In
Uncle Shelby’s ABZ Book by Shel Silverstein,
the letter “I” appears. In case you
don’t know, Uncle Shelby is not fond of children and his book really isn’t for
children, unless you are interested in having them bury the car keys, throw
eggs around, and pull their own teeth out for the money. In any case, “I is
for ink. Ink is black. Ink is wet. What can we do with ink? Dr___”
Ah
that Uncle Shelby, what a kidder. I was
thinking about this the other day because, of all things, I’d met someone named
Lydia. It’s hard for some of us who know
bible names well to not think about the stories or associations with bible
events when we hear certain ones. Adam, Noah, Abraham, Jacob, Elijah, Amos, Jonah, and so on. You get the idea. Well, how many Lydias
do you know? Or Tabithas? Or Dorcas? Or Festus?
It
doesn’t help that some of these names are, shall we say, unique. Being unique, and uncommon, they can be
either a curse or a blessing to the person who has them. Myself, I had never met a Shelby before…
about this time last year. And it was
always UNCLE Shelby, thank you, so for a gal to show up with the same name,
well, old ways of thinking die hard.
But
it was the purple that I was focused on.
It got me to thinking about ink, and I remembered back to when I was in
school and in a chemistry class where we took a long, close look at the
stuff. What is black ink made of? Well, using a 19 cent Bic
(remember those?) we drained the thing and separated it into colors. Yes, there was some black, surprisingly a
*very* small amount of it. There was
also blue, and green. But red! Over half just red ink. Yet apparently the black is so overpowering
that even though the majority was another color, black trumps all.
And
folks are like that. They are made up of
a bunch of different things. Sometimes
we are silly, sometimes serious. Maybe a bit rash, or very careful. I know some folks joke around their troubles,
others wallow in it. This is what we see, but if we could
extract what’s inside, the spiritual portion, I wonder what we’d find?

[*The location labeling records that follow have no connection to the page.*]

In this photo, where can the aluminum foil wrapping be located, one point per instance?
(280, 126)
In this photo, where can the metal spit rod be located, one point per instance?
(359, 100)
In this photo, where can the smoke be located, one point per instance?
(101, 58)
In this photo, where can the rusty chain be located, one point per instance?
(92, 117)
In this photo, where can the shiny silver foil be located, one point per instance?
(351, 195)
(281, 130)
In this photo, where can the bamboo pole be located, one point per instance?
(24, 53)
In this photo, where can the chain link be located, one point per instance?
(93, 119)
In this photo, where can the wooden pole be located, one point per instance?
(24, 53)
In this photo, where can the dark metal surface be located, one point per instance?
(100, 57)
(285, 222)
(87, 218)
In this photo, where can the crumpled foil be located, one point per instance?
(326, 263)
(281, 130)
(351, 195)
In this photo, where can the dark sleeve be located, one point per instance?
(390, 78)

Maybe lots of good – maybe “mostly” good. But how much
bad does it really take before no one notices the good anymore, because that
little bit of blackness overpowers all that good? Our worldly friends like to believe there is
this great scale, that all our good is put on one side
and all out bad put on the other and we are judged out of “fairness.” I guess that’s an OK comparison – as long as
all the “bricks” on the good side are made of styrofoam and the bricks on the bad side are solid
lead. Yeah, that seems about right. Even if this were the case, it’s hardly
fair. No one would ever come out on the
good side, there’s just too much bad in us to ever outweigh the good – unless
there’s more to it…
And
thankfully there is. When we become a
child of God, and when we continue to walk in the light, it’s as if someone
were constantly removing those lead bricks from the “bad” side – perhaps to
make pencils with. It’s still not “fair”
– Jesus had to die. But ink stains are
hard to get out, aren’t they? And for
our sins – our blackness and stains - Jesus wore a robe of scarlet. Its as if in spite
of an ocean of darkness, regardless of the proportions, his blood was more than
enough to, in the end, leave satan only seeing red.